One of the main attractions is Dirt Days, another range of activities for outdoor enthusiasts, from the would-be to the veteran, with the tagline: “Celebrate the world at your fingertips and its dirt in your hands.”

Dirt Days professionals will demonstrate gear and teach skills and outdoor savvy. A circuit of four “challenges” will be offered with coaching in climbing, fly fishing, pack trot and balance-challenge. Participants are invited to compete for prizes.

Dirt Days is offered by AdventureFilm.org, an international film festival dedicated to encouraging the best in indie adventure and environmental films.

The organization sprang from the original Boulder Adventure Film Festival, the 2004 brainchild of local

adventurer Jonny Copp. Copp’s life is the embodiment of the festival’s motto, “Make your own legends.” Born in Singapore in 1974, Copp’s work as a climber, photographer, videographer and writer has been featured in numerous magazines, books and movies.

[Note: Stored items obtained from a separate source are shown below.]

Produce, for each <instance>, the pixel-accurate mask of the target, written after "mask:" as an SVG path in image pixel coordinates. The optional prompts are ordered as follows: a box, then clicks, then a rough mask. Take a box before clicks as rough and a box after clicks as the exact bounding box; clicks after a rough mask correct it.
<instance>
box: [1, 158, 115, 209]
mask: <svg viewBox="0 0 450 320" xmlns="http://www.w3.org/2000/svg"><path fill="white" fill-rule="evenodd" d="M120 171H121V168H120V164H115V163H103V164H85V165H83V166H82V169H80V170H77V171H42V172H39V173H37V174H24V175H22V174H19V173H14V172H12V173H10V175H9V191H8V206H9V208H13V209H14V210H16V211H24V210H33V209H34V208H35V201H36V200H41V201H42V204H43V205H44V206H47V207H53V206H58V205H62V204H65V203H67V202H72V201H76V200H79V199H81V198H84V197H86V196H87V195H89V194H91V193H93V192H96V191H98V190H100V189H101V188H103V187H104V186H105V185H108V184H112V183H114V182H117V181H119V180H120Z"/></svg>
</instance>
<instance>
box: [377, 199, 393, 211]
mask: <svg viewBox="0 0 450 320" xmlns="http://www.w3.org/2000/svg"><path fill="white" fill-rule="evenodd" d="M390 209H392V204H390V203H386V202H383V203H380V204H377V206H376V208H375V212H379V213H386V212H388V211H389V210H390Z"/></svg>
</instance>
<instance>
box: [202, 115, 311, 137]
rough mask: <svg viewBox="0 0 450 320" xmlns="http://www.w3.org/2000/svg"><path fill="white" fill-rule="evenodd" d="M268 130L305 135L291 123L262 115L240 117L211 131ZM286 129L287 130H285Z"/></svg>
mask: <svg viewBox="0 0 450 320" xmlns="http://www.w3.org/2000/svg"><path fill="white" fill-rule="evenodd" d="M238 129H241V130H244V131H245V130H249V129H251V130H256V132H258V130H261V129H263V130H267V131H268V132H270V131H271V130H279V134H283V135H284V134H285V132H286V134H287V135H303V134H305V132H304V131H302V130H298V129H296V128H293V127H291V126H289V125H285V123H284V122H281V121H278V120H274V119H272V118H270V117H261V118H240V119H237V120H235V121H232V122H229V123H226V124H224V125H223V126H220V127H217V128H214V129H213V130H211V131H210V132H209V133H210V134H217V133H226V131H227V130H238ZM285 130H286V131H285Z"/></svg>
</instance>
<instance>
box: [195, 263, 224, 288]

Nichols, owner of All Phases Event Group, met Copp in January 2009 while stoking his own idea for a Boulder-based Earth Day-related event.

“Turned out we had a lot of mutual friends who knew we were both interested in doing something like this and said, ‘You two should meet.’ So one day we met for coffee,” Nichols says.

From that meeting they grew a vision of an event held in multiple Western-state cities. Earthfest Boulder ’09 was pulled off at a cost of $23,000, about what the current cost is, says Nichols. But its promising future was overshadowed by the death of Copp the following May.

Copp and two other climbers from Boulder, Micah Dash and Wade Johnson, were killed in a mountain avalanche in western China.

“I felt blessed to have known Jonny as long as I did,” says Nichols. “His death was a challenge for me. I asked his business partner, Mark Reiner, to take over in his place, and Mark jumped right in.”

The vision continues, and Nichols says plans are for profits from Earthfest Boulder to go to area nonprofit organizations with an environmental/sustainability focus.